Americans are on a mission to root out their roots. Genealogical searches are becoming more of a passion than a pastime, with the spread of genealogical websites and the wider accessibility of DNA testing. People are switching off the TV and spending hours online, piecing together ever more elaborate family trees. The most widely-used service is ancestry.com, owner of genealogy.com and myfamily.com, which goes beyond root tracing into family networking. Ancestry.com claims 800,000 subscribers, and 14 million registered users. Addicts spend hundreds of hours of their own time tracing their origins, and some even buy the services of professional genealogists, at $25 to $100 an hour. Says one: “I was consumed by finding our story”. One website chief explained the compulsion: “If you’re successful in the early stages, it’s like salted peanuts. Once you start, you won’t stop”. Sources: New York Times, Pi.
For fifteen years, The Nielsen Company, which measures America’s TV audiences through its eponymous ratings service, has separated out Hispanic audiences for special study. In September, they announced that the separate Hispanic ratings service is to be scrapped, and that Latino homes will henceforth be counted along with panel homes of other ethnicities.

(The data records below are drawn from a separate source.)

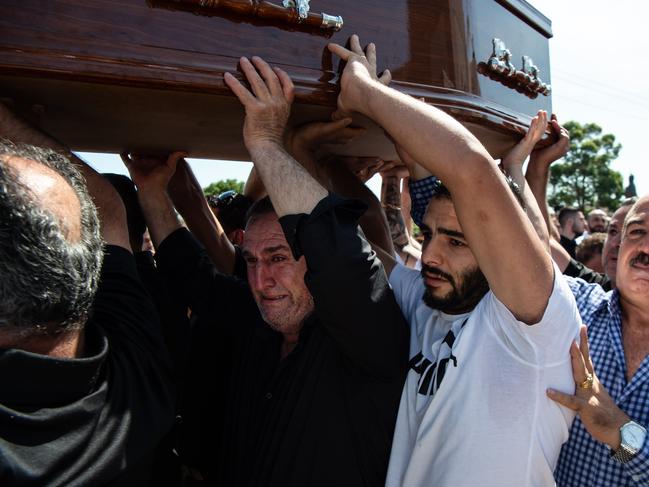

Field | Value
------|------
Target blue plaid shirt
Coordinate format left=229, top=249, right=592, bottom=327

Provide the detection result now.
left=408, top=176, right=438, bottom=226
left=554, top=277, right=649, bottom=487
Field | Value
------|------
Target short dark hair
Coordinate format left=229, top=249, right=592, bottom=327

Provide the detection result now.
left=557, top=206, right=580, bottom=227
left=0, top=140, right=103, bottom=337
left=430, top=174, right=525, bottom=210
left=102, top=173, right=146, bottom=252
left=616, top=196, right=639, bottom=211
left=246, top=196, right=277, bottom=226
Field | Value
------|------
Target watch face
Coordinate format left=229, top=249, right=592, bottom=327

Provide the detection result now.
left=622, top=423, right=647, bottom=450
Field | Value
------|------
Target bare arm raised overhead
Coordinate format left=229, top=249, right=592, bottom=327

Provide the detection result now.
left=0, top=103, right=131, bottom=252
left=225, top=57, right=328, bottom=217
left=329, top=36, right=553, bottom=324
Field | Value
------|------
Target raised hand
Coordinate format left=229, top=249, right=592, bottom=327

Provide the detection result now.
left=224, top=56, right=293, bottom=151
left=530, top=114, right=570, bottom=166
left=120, top=151, right=187, bottom=192
left=286, top=117, right=366, bottom=153
left=327, top=34, right=392, bottom=119
left=502, top=110, right=548, bottom=168
left=547, top=325, right=630, bottom=450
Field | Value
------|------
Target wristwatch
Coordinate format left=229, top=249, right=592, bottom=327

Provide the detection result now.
left=612, top=421, right=647, bottom=463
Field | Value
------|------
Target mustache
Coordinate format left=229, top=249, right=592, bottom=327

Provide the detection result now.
left=421, top=264, right=455, bottom=287
left=631, top=252, right=649, bottom=265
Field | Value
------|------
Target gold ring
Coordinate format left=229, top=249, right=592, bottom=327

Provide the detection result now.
left=578, top=374, right=594, bottom=389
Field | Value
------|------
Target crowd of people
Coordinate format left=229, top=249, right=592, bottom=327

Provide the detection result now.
left=0, top=36, right=649, bottom=487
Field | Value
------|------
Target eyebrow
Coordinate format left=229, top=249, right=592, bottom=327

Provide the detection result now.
left=241, top=244, right=290, bottom=257
left=626, top=217, right=644, bottom=228
left=437, top=227, right=466, bottom=240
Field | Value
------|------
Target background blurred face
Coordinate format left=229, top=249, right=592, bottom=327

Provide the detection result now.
left=572, top=211, right=586, bottom=237
left=588, top=210, right=607, bottom=233
left=602, top=206, right=631, bottom=284
left=617, top=198, right=649, bottom=300
left=243, top=213, right=313, bottom=334
left=421, top=199, right=489, bottom=314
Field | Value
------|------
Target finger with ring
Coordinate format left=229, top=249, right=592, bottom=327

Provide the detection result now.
left=578, top=374, right=594, bottom=389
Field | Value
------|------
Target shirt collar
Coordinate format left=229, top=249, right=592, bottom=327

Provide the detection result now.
left=0, top=325, right=108, bottom=408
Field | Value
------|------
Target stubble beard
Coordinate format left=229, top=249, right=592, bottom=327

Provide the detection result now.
left=257, top=294, right=314, bottom=334
left=421, top=266, right=489, bottom=314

This might not seem important, but it signals the moment at which one of America’s bellwether research companies saw a great truth: that Latino audiences have grown to the point that they are “just Americans like everybody else”. 12 million homes is no longer a curious minority, it’s part of the mainstream, with vast Hispanic components already evident in the TV audiences of Los Angeles, New York City, and the Miami/Fort Lauderdale conurbation, to name but three. Nativists, please note. Source: Adweek, WARC, Pi.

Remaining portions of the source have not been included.